Use these strategies to feel happier.

Key points

  • We often tie our happiness to getting things we want and achieving our goals.
  • But many of life's experiences are outside our ability to control.
  • Changing how we think about our circumstances and being flexible when things don't go the way we planned can help us be happier.
 Jacqueline Munguía/Unsplash
Source: Jacqueline Munguía/Unsplash

Maya Angelou said, “If you don’t like something, change it. If you can’t change it, change your attitude.” In my opinion, this is the key to finding happiness. If we treat happiness as a state of mind rather than something that exists outside ourselves, it is possible to be happier more often.

There are many reasons that we find ourselves feeling happy. Perhaps we’ve gotten what we wanted, whether it’s a relationship that is fulfilling or a goal that we’ve been working towards. Sometimes it’s because we have purchased something that we wanted or because we’ve been given a gift. Happiness makes us feel good and, perhaps even more importantly, brings us a sense of accomplishment.

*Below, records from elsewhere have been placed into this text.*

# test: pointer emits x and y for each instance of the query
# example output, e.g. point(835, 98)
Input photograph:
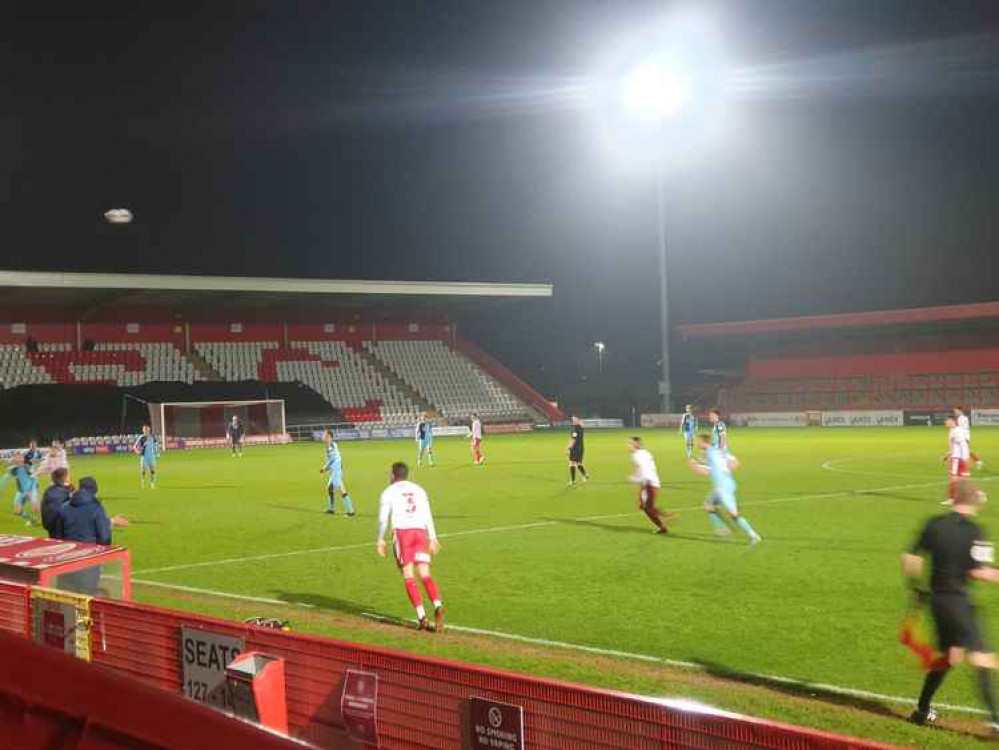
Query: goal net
point(205, 422)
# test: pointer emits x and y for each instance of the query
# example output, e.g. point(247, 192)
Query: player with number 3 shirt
point(406, 506)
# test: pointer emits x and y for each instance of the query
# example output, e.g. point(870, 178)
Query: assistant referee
point(958, 551)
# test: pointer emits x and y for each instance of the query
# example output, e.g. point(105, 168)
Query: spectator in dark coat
point(83, 518)
point(54, 498)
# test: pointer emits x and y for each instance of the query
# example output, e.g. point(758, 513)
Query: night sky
point(423, 140)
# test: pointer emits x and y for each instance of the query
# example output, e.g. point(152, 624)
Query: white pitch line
point(525, 526)
point(339, 548)
point(616, 653)
point(833, 465)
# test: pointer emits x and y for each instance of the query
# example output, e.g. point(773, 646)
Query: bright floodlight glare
point(654, 91)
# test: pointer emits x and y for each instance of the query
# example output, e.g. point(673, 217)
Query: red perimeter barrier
point(51, 701)
point(421, 701)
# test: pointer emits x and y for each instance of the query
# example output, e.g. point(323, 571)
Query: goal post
point(263, 420)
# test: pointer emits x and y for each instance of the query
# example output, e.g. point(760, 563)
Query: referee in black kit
point(575, 452)
point(958, 551)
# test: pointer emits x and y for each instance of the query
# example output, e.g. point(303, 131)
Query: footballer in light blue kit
point(688, 428)
point(719, 432)
point(27, 489)
point(148, 449)
point(424, 441)
point(718, 467)
point(334, 467)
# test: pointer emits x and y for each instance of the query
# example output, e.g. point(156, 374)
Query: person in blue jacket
point(83, 518)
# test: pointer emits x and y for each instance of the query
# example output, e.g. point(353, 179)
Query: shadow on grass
point(198, 487)
point(898, 496)
point(292, 508)
point(645, 530)
point(803, 689)
point(795, 688)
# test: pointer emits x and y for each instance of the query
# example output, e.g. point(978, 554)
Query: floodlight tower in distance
point(600, 346)
point(665, 93)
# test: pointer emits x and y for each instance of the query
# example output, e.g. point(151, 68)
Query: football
point(118, 216)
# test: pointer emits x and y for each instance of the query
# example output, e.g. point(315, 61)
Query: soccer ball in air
point(118, 216)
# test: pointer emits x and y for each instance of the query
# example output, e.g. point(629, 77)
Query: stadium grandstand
point(925, 359)
point(377, 354)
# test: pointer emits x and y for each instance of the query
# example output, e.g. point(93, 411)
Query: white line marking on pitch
point(837, 689)
point(526, 526)
point(833, 465)
point(647, 658)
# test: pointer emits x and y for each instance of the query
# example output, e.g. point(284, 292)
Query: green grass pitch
point(819, 600)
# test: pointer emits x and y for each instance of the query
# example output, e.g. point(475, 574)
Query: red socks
point(431, 586)
point(413, 592)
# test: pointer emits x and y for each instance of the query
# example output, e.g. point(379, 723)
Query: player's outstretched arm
point(699, 468)
point(989, 575)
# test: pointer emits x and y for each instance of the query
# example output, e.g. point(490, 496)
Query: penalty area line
point(533, 525)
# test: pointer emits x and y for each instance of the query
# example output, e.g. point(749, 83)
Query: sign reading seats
point(204, 657)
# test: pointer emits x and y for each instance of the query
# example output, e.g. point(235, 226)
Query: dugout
point(73, 567)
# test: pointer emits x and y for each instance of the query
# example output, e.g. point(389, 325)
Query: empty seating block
point(17, 369)
point(163, 361)
point(235, 360)
point(346, 380)
point(454, 384)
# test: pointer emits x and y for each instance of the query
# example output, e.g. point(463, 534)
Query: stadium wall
point(422, 703)
point(927, 362)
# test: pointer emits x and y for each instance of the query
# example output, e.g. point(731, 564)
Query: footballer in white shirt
point(647, 479)
point(406, 507)
point(965, 424)
point(957, 457)
point(477, 456)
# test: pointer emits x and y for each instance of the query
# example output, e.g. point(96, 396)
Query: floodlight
point(654, 91)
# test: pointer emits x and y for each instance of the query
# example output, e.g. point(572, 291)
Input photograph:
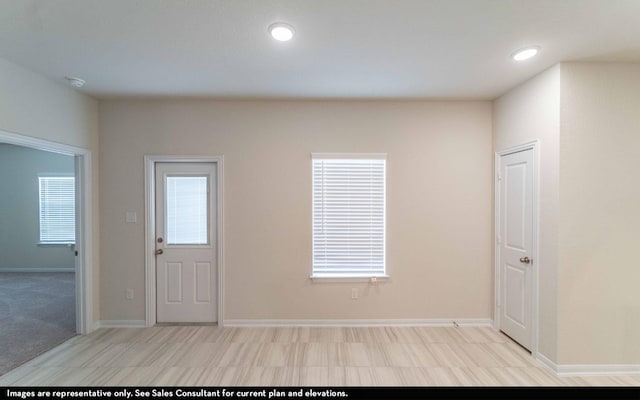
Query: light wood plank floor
point(305, 356)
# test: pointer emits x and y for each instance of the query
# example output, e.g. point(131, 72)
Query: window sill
point(58, 244)
point(326, 278)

Retaining happiness, however, is harder work. While getting things we want and achieving goals are sources of happiness, they are not always in our control. We do not always get what we want, and sometimes achieving our goals is much more difficult than we anticipated. These circumstances can result in stress and negative thinking, which directly impacts our level of happiness. It is also true that sometimes we get something we want, and we realize we don’t want it as much as we thought we did. So being happy is not as simple as it seems. The common denominator in all of these situations is the way that we think about what will make us happy and how our expectations of happiness shape our emotions.

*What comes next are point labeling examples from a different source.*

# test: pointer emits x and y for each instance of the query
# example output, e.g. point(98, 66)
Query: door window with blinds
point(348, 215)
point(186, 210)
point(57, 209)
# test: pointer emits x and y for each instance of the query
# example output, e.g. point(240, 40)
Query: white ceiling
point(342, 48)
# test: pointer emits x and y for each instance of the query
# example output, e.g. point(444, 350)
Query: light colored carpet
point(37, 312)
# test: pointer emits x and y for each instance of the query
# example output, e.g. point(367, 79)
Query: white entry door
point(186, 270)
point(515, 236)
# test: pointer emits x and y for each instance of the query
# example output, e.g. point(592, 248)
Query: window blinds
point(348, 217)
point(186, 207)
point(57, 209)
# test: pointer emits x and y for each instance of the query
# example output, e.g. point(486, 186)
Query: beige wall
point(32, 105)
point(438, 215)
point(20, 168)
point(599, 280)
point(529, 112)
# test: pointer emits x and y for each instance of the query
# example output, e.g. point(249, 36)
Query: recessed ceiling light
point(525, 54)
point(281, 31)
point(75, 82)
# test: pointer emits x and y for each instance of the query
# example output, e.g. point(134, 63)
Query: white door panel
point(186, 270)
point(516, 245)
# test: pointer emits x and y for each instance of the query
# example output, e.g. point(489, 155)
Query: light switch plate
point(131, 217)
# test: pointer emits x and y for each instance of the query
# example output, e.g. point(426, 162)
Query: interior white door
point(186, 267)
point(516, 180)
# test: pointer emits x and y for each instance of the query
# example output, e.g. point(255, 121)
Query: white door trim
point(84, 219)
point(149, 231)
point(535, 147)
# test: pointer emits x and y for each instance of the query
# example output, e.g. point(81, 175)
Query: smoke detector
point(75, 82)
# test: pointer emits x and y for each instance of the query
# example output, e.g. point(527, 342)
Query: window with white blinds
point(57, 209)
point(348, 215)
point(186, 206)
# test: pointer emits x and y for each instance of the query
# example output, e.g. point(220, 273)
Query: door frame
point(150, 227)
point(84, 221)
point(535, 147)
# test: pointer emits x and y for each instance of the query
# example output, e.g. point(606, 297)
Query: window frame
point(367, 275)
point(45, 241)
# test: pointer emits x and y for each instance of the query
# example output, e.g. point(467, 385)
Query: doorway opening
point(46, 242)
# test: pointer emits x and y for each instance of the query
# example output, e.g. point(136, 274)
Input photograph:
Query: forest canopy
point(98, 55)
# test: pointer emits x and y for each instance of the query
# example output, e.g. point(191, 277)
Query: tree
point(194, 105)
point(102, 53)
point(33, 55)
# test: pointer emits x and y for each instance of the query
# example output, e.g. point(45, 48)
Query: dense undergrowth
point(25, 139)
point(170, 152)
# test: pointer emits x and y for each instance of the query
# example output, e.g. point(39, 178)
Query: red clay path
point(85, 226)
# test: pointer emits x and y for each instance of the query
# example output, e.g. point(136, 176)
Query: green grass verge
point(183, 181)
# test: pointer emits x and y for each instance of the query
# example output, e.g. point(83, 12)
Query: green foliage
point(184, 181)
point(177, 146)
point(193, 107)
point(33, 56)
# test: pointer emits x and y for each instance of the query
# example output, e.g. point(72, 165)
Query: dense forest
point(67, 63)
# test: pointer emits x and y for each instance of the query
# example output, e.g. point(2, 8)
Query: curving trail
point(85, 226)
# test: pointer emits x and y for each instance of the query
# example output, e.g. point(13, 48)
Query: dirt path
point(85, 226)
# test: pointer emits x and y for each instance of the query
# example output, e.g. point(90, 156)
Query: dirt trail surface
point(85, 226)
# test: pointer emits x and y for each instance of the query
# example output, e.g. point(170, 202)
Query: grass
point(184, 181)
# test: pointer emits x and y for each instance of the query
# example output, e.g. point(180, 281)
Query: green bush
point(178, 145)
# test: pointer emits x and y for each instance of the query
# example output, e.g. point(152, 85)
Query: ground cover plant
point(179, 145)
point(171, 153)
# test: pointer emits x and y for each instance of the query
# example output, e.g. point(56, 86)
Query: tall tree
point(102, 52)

For example, we may think that moving to a big city will make us happy. There are a lot of opportunities, a lot of things to do, and more people to meet. Let’s say we succeed in moving to the city, and we learn that it is harder to find an apartment than we thought, and it’s harder to meet people than we anticipated. There are a few ways to respond to this, and the way that we choose to think about our situation will affect our degree of happiness. We can vent our frustrations and lament that we made a poor decision. We can pack up our belongings and move back to where we lived before. Or we can adjust our thinking to adapt to the circumstances in front of us and figure out a path forward.

This may seem difficult, so here are some ways to break down your thought process so that you can adapt to challenging situations and achieve the happiness you desire.

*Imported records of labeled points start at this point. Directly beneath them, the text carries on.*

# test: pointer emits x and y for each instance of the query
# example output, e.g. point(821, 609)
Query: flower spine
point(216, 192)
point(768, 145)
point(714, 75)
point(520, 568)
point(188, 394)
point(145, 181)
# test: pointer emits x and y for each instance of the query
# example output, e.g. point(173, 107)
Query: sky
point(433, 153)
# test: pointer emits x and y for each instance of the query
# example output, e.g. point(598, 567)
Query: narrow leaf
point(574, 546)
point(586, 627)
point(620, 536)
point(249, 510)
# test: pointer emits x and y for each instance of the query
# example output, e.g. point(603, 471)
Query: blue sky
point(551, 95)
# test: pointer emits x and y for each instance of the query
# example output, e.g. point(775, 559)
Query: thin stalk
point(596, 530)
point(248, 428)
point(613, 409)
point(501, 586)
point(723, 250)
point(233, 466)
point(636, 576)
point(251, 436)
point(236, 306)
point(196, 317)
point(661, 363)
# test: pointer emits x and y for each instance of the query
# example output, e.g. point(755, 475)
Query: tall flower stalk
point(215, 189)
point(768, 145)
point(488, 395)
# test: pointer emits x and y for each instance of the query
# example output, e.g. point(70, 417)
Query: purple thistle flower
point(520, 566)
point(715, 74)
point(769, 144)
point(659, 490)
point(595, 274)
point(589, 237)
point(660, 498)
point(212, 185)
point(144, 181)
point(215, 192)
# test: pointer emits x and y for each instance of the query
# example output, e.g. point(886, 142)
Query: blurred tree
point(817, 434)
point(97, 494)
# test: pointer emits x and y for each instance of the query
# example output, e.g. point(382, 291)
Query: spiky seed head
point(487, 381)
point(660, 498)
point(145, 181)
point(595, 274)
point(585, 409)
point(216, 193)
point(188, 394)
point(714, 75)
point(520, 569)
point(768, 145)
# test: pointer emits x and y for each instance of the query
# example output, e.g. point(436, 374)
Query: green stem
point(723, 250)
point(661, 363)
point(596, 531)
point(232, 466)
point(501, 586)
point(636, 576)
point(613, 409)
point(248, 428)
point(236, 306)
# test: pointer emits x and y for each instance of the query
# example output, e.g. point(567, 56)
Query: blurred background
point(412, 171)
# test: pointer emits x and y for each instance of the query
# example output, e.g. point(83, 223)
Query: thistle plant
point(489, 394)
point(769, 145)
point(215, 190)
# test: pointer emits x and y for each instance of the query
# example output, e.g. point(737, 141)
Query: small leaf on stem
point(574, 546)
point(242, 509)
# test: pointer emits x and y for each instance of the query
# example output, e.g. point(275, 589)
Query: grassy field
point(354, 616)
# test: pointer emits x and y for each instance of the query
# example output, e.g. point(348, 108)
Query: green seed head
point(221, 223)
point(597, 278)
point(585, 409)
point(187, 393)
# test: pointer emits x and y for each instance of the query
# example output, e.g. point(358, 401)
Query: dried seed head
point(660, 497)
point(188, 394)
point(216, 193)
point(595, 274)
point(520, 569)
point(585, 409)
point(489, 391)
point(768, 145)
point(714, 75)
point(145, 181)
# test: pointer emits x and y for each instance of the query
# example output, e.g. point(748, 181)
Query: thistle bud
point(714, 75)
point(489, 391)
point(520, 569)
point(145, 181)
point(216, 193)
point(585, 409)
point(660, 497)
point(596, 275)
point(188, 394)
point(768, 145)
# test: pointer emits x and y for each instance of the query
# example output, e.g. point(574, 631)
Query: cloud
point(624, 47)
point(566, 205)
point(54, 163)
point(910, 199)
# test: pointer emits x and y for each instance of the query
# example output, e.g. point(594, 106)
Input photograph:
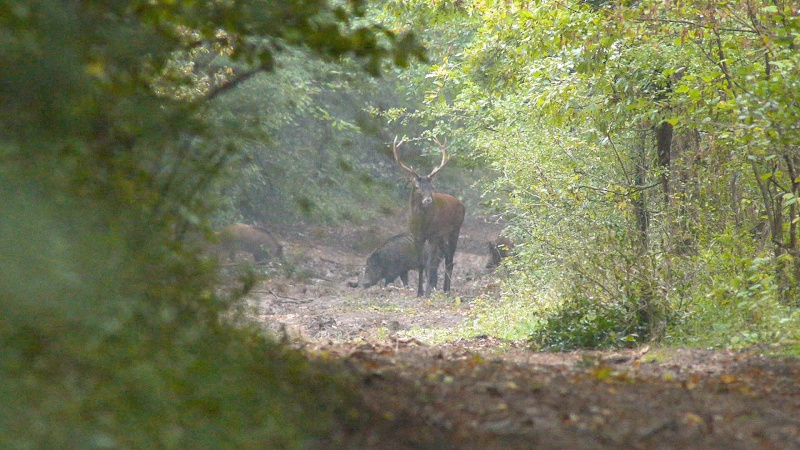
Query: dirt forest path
point(485, 393)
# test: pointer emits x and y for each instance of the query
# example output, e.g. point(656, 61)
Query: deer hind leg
point(450, 251)
point(421, 270)
point(432, 258)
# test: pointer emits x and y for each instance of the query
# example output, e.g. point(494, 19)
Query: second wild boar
point(252, 239)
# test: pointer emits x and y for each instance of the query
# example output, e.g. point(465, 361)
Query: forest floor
point(485, 393)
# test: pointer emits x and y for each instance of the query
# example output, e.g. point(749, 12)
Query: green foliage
point(564, 100)
point(112, 331)
point(583, 323)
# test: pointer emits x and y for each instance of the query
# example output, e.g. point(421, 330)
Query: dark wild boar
point(252, 239)
point(499, 249)
point(395, 258)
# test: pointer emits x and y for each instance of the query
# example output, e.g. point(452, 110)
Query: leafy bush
point(582, 323)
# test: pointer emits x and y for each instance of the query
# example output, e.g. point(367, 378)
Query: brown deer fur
point(435, 221)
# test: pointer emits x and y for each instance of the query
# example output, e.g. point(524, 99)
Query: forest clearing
point(481, 392)
point(200, 203)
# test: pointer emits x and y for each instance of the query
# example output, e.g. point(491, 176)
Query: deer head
point(423, 184)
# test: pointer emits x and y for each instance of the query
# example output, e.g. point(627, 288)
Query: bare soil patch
point(485, 393)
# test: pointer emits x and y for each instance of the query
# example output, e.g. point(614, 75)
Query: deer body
point(435, 224)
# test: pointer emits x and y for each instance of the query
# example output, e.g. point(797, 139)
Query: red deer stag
point(435, 220)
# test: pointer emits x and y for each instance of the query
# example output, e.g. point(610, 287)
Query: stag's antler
point(396, 158)
point(443, 147)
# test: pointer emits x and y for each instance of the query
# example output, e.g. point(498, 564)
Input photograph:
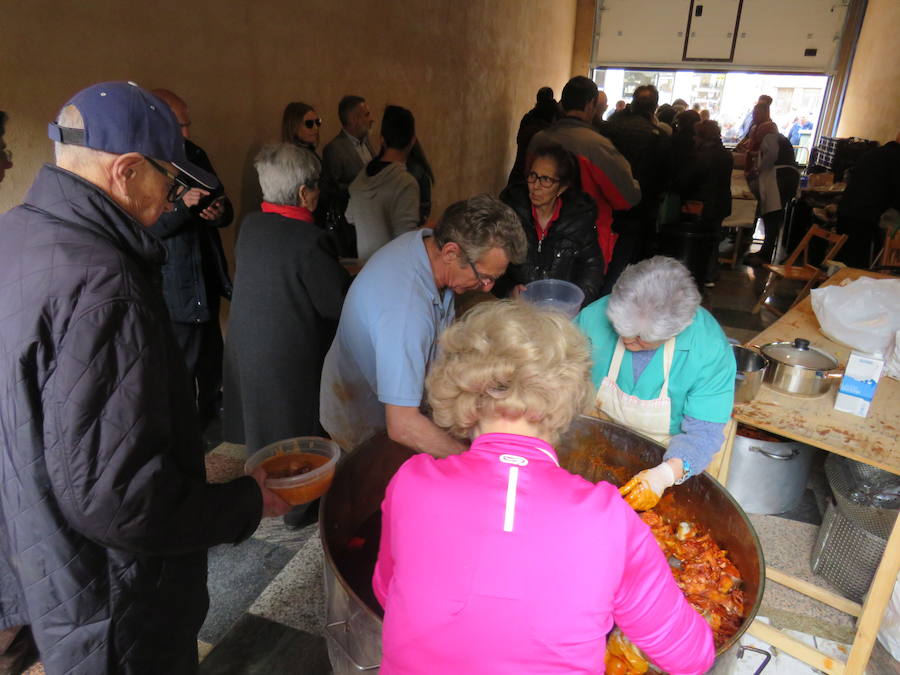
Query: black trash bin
point(690, 243)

1. Identify extremes in your thinking.

All-or-nothing thinking poses a threat to finding happiness. There is usually a middle ground that you can find before thinking something is hopeless and a lost cause. Become aware if you are making statements that include “always,” “never,” etc. They will bring you down, and it will be hard to climb out of that downward spiral.

2. Link happiness to simple things as well as bigger goals.

Happiness comes in many forms. Find little things that bring you happiness, like enjoying a good meal or looking at the sunset. The simple things can take the edge off of our stress and help us refocus on what we want.

3. Think of your situation as temporary, and stay optimistic.

If something hasn’t worked out, it often means it hasn’t worked out yet. If it doesn’t work out, then you can reconsider your options and keep planning for the future.

4. Avoid comparing yourself to others.

It is often true that other people look like they’ve got it all together. They have the perfect job, relationship, or house. Remember that you don’t know what goes on in their world other than what they share. Focus instead on aspects of your life where you’ve overcome a challenge or ended up being happy.

5. Find multiple ways to be happy.

Consider the different areas of your life where you can achieve happiness. If one area of your life is currently disappointing, reflect on the other ways in which things are going well.

If we link happiness to flexible thinking, and we allow ourselves to adjust our attitude and thoughts, we can be happier more often. Use these tools to have more flexible thinking when you’re feeling unhappy.